VENICE, ITALY -- December 5, 2006 -- Despite pre-existing comorbidities, surgery can be undertaken with acceptable morbidity and mortality in patients with soft-tissue sarcoma (STS) who are over 80 years old, according to research presented here at the 13^th Congress of the European Society of Surgical Oncology (ESSO).

Furthermore, to help combat high local recurrence rates, the indications for radiotherapy should be identical in these patients as in younger age groups.

This analysis from a prospective patient database was presented by principal investigator Andrew J. Hayes, MD, PhD, FRCS, consultant surgeon, sarcoma and melanoma unit, department of surgery, Royal Marsden Hospital, London, United Kingdom.

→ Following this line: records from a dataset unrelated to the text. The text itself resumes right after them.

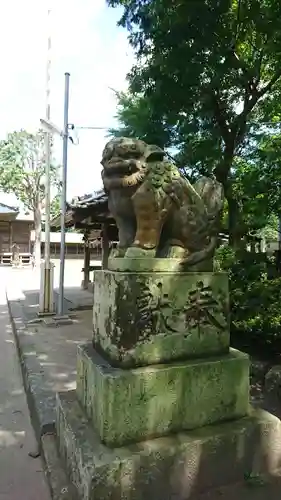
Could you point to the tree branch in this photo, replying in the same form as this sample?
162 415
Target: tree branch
219 116
270 84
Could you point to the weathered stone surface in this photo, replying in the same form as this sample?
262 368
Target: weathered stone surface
146 265
133 405
175 467
147 318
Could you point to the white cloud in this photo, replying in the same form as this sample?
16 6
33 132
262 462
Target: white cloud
85 42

"Soft tissue sarcomas span quite a substantial age range, from the teenager right the way through to the elderly, but the median age of presentation is in the 5^th decade," Dr. Hayes said in a presentation on November 30^th. However, a significant proportion of patients with the condition present in their 8^th decade.

With the increasing age of the population and improving anaesthetic techniques, it can be expected that surgery for STS will increase in patients over 80. However, there are conflicting outcome data for elderly patients undergoing major cancer surgery, and little data in such patients undergoing surgery for STS.

Dr. Hayes and colleagues conducted their analysis of morbidity and outcome from data extracted from the prospective database covering 3,400 patients over 80 years of age who underwent surgery for STS from 1990 to 2003 at the Royal Marsden Hospital.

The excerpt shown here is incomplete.